If the property owner, or their insurance company, needs to remove a vehicle they can do so after Household Hazardous Waste removal has been completed on their property. Extreme caution should be taken to not disturb the ash footprint. Vehicles must be disposed of in accordance with state and local requirements (e.g. county abatement process and at an appropriate landfill).
The Northern Engineering Contractors Association (call (707) 546-5500) can provide you a list of contractors that can assist in developing your debris removal plan, including soil assessment and testing.

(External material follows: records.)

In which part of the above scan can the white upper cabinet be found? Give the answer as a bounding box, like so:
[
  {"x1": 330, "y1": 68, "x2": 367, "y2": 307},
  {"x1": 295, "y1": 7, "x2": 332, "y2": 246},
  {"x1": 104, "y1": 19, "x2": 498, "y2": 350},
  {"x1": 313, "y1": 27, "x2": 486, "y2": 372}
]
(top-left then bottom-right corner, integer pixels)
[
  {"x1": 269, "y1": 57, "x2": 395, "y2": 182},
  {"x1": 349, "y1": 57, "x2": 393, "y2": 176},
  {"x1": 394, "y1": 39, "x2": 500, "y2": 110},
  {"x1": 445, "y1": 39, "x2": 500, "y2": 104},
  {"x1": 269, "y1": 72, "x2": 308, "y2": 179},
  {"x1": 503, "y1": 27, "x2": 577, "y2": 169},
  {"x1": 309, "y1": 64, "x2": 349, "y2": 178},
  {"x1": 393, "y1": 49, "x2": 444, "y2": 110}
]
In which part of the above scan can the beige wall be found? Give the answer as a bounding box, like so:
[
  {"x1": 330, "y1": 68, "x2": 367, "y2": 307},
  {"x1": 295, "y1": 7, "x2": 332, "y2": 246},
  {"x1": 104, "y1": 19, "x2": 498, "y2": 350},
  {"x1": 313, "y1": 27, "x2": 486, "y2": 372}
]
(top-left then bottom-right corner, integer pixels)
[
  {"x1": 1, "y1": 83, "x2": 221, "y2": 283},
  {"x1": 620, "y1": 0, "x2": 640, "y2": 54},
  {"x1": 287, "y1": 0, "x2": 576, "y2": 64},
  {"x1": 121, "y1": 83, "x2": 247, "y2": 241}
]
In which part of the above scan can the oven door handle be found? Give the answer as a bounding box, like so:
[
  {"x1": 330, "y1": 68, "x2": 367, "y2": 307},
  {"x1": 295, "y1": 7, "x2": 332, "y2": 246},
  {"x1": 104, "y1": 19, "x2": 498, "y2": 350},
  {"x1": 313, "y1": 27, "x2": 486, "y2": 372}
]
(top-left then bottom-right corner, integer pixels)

Because soils in Sonoma County have naturally occurring levels of asbestos and other chemicals, it is important to identify what elements were previously existing on your soil before the fire, such that the property can be brought back to native conditions. Guidelines, requirements and procedures to perform this work are included within the Sonoma County Department of Health Services Environmental Health document “Management of Sonoma County Wildfire Debris”. Generally, this work consists of collecting baseline and confirmation samples under the responsible charge of a licensed geologist or engineer and having the soil analyzed at an analytical laboratory.
If your property is near a burned structure, but was not damaged please call your insurance company to follow up on what if any assessment you may need to take. You may also wish to consult a certified industrial hygienist to ensure your property is safe. To find a local certified industrial hygienist, please contact the American Board of Industrial Hygiene and select the Find a CIH near you button.